Standard & Poor’s Ratings Services announced that it has assigned its preliminary “BBB+” senior debt, “BBB” subordinated debt, “BBB-” junior subordinated debt, and “BBB-” preferred stock ratings to ACE Ltd.’s recently filed universal shelf debt registration.
“The new shelf has an undesignated notional amount in accordance with the new SEC rules effective Dec. 1, 2005,” S&P noted.
“The ratings on ACE reflect its operating insurance companies’ strong collective competitive position as a global and diversified property/casualty group as well as their strong financial flexibility and operating performance,” stated S&P credit analyst Damien Magarelli.
S&P said: “ACE’s capitalization is viewed as strong following the incorporation of $1.5 billion in additional capital (100 percent common equity).
“Offsetting these positive factors are ACE’s pricing strategy and willingness to compete on price, though ACE is not aggressively pricing business in all lines. In addition, ACE restated its financial statements in 2005 because of finite reinsurance accounting issues; however, the financial statement impact was minimal, and this risk is decreasing.”
S&P indicated, however that “high recoverables and intangibles related to asbestos and environmental and Hurricane Katrina losses (adding roughly $1.0 billion) continue to restrain the rating at the current level. ACE’s equity issuance has improved capital adequacy and compensates for sizeable losses related to Hurricanes Katrina, Rita, and Wilma as well as other catastrophes. ACE is expected to use these funds for growth as well as to strengthen its capital adequacy further.
“Furthermore, ACE is expected to use these funds to grow, including writings in Poland, Russia, China, and Vietnam, where ACE has established operations in the last year. For the outlook to remain stable, the capital adequacy ratio is expected to remain in the high ‘A’ to low ‘AA’ range, including catastrophe losses, potential reserve charges, and premium growth.

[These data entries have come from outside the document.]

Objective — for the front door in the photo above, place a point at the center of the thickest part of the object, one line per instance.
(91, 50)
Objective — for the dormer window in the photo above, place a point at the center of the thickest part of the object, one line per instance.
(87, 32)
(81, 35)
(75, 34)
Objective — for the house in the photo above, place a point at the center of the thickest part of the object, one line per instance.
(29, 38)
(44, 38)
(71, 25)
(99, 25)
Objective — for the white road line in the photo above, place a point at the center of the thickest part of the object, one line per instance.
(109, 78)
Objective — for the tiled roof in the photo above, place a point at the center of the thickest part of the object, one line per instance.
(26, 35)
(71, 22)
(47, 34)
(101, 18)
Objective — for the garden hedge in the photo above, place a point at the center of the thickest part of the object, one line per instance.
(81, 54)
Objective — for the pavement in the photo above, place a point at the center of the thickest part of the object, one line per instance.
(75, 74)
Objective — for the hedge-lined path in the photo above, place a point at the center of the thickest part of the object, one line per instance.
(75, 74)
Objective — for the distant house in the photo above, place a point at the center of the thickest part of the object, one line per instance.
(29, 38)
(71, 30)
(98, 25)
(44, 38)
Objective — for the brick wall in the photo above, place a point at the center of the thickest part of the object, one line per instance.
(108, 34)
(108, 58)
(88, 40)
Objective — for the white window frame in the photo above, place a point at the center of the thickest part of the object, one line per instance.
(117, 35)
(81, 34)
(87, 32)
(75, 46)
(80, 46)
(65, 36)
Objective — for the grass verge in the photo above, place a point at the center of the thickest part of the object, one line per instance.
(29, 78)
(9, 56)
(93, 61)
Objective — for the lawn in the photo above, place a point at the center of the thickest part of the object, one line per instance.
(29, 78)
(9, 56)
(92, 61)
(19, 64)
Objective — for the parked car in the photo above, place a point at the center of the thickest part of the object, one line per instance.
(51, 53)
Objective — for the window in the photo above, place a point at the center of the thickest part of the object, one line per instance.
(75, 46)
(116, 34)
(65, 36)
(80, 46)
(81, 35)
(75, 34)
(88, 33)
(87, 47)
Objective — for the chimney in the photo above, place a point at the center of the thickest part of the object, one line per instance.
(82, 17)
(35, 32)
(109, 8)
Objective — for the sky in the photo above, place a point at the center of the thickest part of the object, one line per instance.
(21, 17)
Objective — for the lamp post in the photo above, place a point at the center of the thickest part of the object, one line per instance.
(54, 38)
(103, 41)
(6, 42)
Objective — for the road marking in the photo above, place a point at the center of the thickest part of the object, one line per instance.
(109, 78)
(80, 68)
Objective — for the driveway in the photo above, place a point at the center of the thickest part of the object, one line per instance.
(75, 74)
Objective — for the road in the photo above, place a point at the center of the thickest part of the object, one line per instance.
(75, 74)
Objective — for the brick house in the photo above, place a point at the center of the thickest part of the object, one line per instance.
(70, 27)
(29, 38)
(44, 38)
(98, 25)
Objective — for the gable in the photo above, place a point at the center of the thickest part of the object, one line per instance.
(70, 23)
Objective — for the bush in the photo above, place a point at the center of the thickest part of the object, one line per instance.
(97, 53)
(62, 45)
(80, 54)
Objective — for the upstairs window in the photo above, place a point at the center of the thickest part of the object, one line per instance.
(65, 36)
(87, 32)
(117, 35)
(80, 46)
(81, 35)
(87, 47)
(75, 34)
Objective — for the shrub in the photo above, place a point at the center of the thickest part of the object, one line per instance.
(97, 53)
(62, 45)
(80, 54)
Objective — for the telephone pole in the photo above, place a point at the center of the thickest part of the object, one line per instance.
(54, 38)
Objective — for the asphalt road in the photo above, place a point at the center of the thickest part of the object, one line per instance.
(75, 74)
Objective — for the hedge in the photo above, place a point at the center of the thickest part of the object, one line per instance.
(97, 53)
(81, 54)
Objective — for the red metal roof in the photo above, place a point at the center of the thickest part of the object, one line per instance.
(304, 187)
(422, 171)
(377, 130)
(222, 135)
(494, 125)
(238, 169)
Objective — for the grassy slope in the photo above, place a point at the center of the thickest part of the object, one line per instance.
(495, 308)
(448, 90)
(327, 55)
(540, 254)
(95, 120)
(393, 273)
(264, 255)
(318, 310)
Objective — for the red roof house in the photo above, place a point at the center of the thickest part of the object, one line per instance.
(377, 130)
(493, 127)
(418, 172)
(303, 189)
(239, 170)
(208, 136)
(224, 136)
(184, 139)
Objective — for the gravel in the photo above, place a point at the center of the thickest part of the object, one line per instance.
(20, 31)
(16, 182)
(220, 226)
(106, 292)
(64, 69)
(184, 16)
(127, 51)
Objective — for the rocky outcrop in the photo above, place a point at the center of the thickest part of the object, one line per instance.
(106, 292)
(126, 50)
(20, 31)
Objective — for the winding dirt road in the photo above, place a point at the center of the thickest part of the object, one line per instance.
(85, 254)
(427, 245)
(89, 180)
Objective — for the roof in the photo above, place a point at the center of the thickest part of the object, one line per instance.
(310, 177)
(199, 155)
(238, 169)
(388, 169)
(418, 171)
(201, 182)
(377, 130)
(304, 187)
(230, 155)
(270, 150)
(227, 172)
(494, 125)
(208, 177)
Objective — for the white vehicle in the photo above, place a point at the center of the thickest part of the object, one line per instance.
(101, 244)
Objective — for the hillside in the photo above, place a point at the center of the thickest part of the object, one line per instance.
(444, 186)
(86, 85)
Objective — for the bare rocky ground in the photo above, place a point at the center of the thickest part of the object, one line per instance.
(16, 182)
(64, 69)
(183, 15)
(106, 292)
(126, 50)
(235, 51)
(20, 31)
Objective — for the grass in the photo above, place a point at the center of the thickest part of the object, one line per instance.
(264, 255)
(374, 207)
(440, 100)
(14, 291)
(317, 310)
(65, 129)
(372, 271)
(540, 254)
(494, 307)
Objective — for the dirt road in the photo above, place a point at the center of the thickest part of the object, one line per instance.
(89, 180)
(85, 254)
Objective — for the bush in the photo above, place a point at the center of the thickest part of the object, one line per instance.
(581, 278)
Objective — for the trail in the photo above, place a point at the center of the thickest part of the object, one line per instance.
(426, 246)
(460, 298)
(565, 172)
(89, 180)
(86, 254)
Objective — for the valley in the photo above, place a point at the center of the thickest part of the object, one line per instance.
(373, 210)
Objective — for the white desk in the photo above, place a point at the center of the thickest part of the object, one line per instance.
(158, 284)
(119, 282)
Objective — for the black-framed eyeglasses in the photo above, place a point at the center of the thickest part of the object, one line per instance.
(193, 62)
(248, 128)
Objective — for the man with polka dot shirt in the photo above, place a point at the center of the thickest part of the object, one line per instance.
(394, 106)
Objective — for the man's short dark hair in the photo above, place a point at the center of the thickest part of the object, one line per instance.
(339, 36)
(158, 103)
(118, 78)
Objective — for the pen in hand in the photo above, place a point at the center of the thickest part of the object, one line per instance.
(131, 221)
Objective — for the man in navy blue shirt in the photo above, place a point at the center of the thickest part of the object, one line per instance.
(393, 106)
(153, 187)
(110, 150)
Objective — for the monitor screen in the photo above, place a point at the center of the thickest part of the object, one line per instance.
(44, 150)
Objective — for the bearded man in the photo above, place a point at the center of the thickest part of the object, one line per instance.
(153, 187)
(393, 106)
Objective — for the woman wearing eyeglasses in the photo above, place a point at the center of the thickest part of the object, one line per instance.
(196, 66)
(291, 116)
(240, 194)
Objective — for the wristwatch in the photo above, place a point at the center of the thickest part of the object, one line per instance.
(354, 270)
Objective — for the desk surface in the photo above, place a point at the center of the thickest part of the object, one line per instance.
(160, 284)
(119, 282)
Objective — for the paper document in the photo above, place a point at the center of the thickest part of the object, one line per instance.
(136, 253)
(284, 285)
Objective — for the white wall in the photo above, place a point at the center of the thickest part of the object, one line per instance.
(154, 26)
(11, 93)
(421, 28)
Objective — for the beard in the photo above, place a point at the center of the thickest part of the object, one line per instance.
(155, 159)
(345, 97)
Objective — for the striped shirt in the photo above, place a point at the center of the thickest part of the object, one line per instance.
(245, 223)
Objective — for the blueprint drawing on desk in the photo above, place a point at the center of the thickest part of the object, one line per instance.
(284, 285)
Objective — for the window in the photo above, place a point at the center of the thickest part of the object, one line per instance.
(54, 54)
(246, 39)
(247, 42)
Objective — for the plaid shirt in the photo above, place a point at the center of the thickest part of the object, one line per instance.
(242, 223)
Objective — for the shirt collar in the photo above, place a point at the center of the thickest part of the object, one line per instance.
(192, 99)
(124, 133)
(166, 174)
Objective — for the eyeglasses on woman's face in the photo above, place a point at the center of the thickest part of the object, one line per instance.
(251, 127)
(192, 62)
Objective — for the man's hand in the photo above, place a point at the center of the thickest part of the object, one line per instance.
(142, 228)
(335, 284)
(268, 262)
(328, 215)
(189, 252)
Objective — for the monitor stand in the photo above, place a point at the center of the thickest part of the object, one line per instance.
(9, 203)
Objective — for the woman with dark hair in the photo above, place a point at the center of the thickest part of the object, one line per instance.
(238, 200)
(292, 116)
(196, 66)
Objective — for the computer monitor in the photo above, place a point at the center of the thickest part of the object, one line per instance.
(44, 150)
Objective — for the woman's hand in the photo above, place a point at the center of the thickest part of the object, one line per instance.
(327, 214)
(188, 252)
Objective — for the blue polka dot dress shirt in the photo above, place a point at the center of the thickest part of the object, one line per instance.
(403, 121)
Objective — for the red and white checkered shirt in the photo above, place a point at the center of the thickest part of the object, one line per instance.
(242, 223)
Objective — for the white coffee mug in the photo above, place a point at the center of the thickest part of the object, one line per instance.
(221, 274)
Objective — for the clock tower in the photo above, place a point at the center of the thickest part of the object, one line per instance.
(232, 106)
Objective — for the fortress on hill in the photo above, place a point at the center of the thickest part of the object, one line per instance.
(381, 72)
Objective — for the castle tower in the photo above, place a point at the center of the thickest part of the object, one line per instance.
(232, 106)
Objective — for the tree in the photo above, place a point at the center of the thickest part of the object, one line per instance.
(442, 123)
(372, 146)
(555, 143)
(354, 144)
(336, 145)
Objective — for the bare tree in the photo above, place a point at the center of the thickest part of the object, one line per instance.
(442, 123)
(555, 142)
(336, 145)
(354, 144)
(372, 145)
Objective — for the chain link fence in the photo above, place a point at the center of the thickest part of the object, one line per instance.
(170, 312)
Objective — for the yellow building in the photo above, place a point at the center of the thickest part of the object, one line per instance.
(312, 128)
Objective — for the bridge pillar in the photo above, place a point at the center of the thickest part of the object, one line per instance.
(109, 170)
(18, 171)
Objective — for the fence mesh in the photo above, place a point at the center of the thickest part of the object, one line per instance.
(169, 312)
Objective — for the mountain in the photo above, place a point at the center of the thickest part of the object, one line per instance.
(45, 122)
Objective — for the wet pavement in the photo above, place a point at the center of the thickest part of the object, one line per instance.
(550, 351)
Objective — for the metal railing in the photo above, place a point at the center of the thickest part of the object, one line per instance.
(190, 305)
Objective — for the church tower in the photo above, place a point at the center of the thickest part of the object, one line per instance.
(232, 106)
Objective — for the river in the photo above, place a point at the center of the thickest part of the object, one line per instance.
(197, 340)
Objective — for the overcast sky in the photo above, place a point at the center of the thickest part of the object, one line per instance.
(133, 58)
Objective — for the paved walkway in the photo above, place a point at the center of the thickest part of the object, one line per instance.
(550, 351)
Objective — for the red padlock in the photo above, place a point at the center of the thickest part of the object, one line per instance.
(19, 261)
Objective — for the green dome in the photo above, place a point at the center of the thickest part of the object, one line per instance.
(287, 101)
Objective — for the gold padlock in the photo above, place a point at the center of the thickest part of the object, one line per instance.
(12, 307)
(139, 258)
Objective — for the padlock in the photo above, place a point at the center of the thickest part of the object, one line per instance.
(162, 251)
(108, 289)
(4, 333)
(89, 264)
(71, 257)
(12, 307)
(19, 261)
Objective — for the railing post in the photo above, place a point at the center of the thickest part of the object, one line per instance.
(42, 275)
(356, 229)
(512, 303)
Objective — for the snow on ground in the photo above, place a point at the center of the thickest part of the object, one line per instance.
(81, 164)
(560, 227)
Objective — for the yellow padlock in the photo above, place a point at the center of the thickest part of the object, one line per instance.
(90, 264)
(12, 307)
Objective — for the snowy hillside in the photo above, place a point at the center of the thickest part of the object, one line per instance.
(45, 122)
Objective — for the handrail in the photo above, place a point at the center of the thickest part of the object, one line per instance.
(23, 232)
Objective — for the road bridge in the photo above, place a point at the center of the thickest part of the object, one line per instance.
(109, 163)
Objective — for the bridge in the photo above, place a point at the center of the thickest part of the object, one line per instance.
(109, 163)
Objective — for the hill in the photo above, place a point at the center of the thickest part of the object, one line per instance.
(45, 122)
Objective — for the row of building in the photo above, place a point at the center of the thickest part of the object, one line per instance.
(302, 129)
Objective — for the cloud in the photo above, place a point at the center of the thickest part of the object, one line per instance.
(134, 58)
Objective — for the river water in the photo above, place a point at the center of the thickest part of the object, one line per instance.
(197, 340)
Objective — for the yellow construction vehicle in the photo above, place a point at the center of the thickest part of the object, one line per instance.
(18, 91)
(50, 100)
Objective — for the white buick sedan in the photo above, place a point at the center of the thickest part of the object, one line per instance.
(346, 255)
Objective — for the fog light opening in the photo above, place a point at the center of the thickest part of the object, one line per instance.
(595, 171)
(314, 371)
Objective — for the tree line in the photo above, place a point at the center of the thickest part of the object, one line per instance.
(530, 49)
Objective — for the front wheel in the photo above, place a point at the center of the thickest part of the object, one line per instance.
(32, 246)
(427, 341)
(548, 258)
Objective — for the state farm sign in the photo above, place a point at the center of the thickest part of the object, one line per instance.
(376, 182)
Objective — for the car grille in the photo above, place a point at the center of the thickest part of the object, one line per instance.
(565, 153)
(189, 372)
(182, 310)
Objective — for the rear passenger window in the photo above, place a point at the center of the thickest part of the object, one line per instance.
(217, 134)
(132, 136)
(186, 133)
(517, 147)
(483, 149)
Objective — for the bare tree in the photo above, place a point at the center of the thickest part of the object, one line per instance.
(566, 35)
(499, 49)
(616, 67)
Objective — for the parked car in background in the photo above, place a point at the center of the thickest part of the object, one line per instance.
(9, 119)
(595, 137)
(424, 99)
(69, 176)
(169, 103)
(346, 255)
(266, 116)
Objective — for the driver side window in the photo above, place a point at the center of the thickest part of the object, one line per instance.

“In addition, ACE’s earnings are expected to be supported by the improved rates in many short-tail lines, leading to improved earnings in 2006. The improved rates are expected to mitigate ACE’s focus on price competition. If an aggressive price strategy is pursued, the outlook could be revised to negative. The outlook could also be revised to negative if the combined ratio (with no adjustments) does not meet expectations of 95 percent in 2006, if the capital adequacy ratio drops below the high ‘A’ range, or if there is a sizeable reserve charge. The outlook could be revised to positive if ACE significantly exceeds these expectations on a consistent multi-year basis, but only if the proportionate size of the reinsurance recoverables diminishes.”